Co do chęci nie wiem szukania innej kobiety to nie orientuję się dokładnie ale w no more mr nice guy było coś o jakimś gościu który notorycznie zdradzał żonę. Niech ci co czytali się wypowiedzą.
Pozdro
W kwesti scen, spróbuj złamać stan.

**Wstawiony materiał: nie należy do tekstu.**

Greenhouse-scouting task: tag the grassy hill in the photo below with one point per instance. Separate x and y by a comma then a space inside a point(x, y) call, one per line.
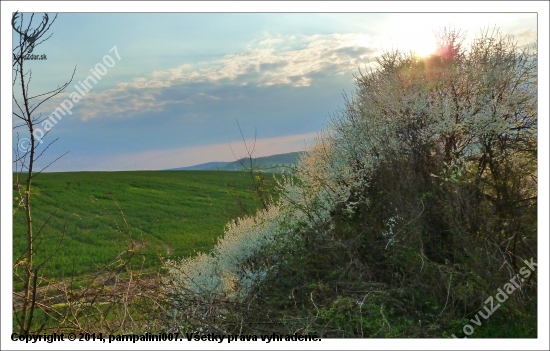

Mi zawsze pomaga ośmieszenie, albo obrzydzenie całej sytuacji.
OdpowiedzUsuńJeśli następnym razem wyobraźnia podrzuci Ci nagą, chętną i niebieskooką blondyneczkę, momentalnie spróbuj zastanowić się co może pójść nie tak. Wyobraź sobie, że jest stara, pomarszczona a do tego leży na kupce gnoju :-), zrzuć na nią cegłę albo albo całą tonę jeśli ma Ci to pomóc. Jeśli np nie tolerujesz palenia, niech pali jak smok albo wogóle zrób z niej smoka, Twój mózg nie jest aż tak pokręcony, żeby uprawiać sex ze smokiem :-) Po kilku minutach takiej zabawy powinienieś poczuć ulgę, wiem że dziwinie to brzmi ale u mnie się sprawdza.